As Demand for Oil Falters, Can Schlumberger's Good Results Last?
Schlumberger Ltd. (NYSE: SLB) reported second-quarter 2019 results before markets opened on Friday. The oil field services firm posted adjusted diluted quarterly earnings per share (EPS) of $0.35 on revenues of $8.27 billion. In the same period a year ago, Schlumberger reported adjusted EPS of $0.43 and revenues of $8.3 billion. Second-quarter results also compare to the consensus estimates for EPS of $0.35 on revenues of $8.11 billion.
Adjusted pretax net income in the quarter totaled $492 million, down from $594 million in the same period a year ago. An after-tax adjustment of $164 million for workforce reductions added $0.12 to second-quarter 2018 EPS.
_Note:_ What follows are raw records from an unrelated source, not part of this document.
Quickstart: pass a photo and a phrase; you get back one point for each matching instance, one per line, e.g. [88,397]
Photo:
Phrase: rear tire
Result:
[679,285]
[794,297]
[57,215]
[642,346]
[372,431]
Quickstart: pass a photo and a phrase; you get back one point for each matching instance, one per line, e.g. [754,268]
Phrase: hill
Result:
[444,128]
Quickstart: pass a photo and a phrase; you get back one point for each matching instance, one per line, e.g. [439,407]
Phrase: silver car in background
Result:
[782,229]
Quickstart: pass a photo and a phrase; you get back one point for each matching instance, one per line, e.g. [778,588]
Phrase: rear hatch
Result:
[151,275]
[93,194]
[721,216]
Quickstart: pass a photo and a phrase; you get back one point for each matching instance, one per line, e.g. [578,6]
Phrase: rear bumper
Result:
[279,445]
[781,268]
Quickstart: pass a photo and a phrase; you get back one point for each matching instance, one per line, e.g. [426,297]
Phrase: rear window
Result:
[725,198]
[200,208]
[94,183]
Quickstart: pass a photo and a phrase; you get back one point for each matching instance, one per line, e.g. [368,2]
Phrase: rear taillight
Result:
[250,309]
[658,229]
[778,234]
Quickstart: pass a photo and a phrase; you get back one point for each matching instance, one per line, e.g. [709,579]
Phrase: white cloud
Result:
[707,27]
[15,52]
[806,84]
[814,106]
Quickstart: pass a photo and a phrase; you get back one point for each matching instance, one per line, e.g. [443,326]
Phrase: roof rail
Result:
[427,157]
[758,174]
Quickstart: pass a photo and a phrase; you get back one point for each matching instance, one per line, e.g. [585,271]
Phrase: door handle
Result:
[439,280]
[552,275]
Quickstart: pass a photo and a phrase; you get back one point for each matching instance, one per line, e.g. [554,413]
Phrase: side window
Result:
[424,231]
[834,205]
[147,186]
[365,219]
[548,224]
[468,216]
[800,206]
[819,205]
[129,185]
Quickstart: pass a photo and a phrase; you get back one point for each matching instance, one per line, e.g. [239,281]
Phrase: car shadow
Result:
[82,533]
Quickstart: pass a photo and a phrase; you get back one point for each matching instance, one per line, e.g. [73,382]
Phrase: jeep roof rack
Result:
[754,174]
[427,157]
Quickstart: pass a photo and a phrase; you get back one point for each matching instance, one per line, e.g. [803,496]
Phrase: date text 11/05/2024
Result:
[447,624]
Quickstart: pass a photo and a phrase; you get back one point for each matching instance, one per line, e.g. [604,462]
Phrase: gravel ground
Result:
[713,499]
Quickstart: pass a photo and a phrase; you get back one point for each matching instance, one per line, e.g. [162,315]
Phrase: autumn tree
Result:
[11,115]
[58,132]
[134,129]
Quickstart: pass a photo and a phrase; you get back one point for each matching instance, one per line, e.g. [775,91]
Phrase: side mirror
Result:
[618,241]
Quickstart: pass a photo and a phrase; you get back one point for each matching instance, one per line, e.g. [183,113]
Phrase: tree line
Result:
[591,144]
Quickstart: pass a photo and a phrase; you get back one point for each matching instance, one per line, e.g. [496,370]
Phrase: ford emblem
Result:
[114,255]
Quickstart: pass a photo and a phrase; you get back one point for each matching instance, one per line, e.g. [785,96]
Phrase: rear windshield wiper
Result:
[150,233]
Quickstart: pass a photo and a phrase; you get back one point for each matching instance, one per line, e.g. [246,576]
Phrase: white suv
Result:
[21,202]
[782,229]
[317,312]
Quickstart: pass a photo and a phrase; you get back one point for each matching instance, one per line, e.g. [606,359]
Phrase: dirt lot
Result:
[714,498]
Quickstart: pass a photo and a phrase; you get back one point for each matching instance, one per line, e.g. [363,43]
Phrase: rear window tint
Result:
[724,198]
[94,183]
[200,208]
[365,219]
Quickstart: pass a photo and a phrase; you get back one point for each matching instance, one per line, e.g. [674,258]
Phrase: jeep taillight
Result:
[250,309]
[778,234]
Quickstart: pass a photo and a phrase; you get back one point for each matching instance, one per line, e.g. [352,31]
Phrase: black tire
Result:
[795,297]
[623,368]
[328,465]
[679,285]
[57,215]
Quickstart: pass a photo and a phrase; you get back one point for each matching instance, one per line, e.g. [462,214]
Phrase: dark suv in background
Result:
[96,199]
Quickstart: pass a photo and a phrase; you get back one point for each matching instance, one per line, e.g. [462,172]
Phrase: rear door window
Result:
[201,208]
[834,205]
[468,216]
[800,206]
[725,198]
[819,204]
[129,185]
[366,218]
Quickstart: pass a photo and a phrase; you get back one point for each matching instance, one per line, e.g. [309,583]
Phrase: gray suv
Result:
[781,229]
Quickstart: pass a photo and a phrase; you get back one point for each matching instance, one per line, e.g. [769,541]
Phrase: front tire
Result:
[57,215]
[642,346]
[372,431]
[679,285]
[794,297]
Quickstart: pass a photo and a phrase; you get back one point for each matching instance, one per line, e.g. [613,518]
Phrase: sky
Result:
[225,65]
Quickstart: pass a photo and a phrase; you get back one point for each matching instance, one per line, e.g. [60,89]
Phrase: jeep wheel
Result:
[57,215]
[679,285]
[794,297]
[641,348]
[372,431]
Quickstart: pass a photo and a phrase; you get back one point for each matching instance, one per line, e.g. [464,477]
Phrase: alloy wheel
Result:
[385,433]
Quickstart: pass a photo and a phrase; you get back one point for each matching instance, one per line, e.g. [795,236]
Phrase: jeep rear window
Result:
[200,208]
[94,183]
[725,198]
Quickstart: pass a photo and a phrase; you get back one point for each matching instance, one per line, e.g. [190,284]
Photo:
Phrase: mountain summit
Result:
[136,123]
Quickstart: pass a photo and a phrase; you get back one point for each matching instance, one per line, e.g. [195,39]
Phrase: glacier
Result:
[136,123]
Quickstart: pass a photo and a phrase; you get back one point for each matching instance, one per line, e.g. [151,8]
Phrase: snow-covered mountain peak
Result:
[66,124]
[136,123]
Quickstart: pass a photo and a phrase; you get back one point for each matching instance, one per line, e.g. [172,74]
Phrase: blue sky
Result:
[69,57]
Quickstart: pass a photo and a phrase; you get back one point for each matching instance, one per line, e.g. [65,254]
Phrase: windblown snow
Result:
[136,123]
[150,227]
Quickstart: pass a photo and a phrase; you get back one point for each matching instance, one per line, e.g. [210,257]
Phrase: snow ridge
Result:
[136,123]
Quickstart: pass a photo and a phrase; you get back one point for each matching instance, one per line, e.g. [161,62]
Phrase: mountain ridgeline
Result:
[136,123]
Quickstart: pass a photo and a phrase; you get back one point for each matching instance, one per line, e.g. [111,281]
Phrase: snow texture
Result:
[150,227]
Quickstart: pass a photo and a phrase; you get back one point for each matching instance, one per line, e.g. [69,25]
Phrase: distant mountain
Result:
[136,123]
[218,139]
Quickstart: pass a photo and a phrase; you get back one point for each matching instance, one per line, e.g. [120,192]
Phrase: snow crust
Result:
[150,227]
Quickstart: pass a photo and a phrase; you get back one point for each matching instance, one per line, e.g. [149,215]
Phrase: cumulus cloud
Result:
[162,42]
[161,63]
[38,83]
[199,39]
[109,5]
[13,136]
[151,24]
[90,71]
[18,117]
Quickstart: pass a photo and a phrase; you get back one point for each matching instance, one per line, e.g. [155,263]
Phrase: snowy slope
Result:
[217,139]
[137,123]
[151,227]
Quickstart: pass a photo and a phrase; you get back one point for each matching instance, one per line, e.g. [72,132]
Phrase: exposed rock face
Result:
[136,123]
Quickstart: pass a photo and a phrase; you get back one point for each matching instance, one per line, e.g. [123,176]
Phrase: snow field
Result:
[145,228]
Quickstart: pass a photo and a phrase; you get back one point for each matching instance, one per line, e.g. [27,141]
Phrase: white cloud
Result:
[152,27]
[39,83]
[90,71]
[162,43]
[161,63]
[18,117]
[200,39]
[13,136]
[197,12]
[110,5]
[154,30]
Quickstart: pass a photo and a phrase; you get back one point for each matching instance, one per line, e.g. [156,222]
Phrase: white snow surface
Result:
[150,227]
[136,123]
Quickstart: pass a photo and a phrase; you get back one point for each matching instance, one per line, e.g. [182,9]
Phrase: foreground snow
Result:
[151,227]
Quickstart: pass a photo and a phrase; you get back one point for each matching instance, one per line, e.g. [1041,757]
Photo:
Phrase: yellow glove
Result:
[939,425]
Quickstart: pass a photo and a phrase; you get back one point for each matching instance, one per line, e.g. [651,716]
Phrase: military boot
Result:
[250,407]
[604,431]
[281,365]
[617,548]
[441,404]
At the end of the second quarter, Schlumberger’s backlog totaled $2.17 billion in its OneSubsea segment and $541 million in the drilling systems segment. This represents an increase of about $260 million in backlog compared to the end of the previous quarter.
Chair and CEO Paal Kibsgaard, who is retiring at the end of this month, commented:
[W]e expect oil market sentiments to remain balanced. The oil demand forecast for 2019 has been reduced slightly on trade war fears and current global geopolitical tensions, but we do not anticipate a change in the structural demand outlook for the mid-term. On the supply side, we continue to see US shale oil as the only near- to medium-term source of global production growth, albeit at a slowing growth rate, as E&P operators continue to transition from an emphasis on growth to a focus on cash and returns, with consequent restraining effects on investment levels. These effects, combined with the decision by OPEC and Russia to extend production cuts through the first quarter of 2020, are likely to keep oil prices range bound around present levels. Although the markets are well supplied from production added by projects that were sanctioned before 2015, this added supply will begin to fall in 2020 and create risk for the future as the decline rates in many mature production basins become an increasingly significant challenge.
Kibsgaard’s replacement as CEO is 32-year company veteran and current Chief Operating Officer Olivier Le Peuch, who will take over on August 1. The new non-executive chair of the board will be Mark G. Papa, former Chair and CEO of EOG Resources, who joined the Schlumberger board last October.
As if to underscore Kibsgaard’s remarks, Reuters reported Thursday that the International Energy Agency (IEA) is cutting its demand growth forecast from 1.2 million barrels a day to 1.1 million. Since the IEA’s first estimate of demand growth of 1.5 million barrels a day for this year the agency has lopped off 400,000 daily barrels.
Kibsgaard also noted that he expects international exploration and production growth of 7% to 8% year over year in 2019 on rising international rig count. North American spending on land-based projects is on track to drop by 10% this year.
Schlumberger said it expects to spend approximately $1.5 billion to $1.7 billion on capital investment, down from $2.2 billion in capex last year. The company offered no further guidance in its press release, but consensus estimates call for third-quarter EPS of $0.41 and revenues of $8.49 billion. For the full year, EPS is forecast at $1.53 on revenues of $33.24 billion.
Shares traded up about 1.3% in Friday’s premarket at $39.28. The stock’s 52-week range is $34.46 to $68.53. The 12-month consensus price target was $50.27 before results were announced. Schlumberger’s shares have dropped more than 40% in the past 12 months.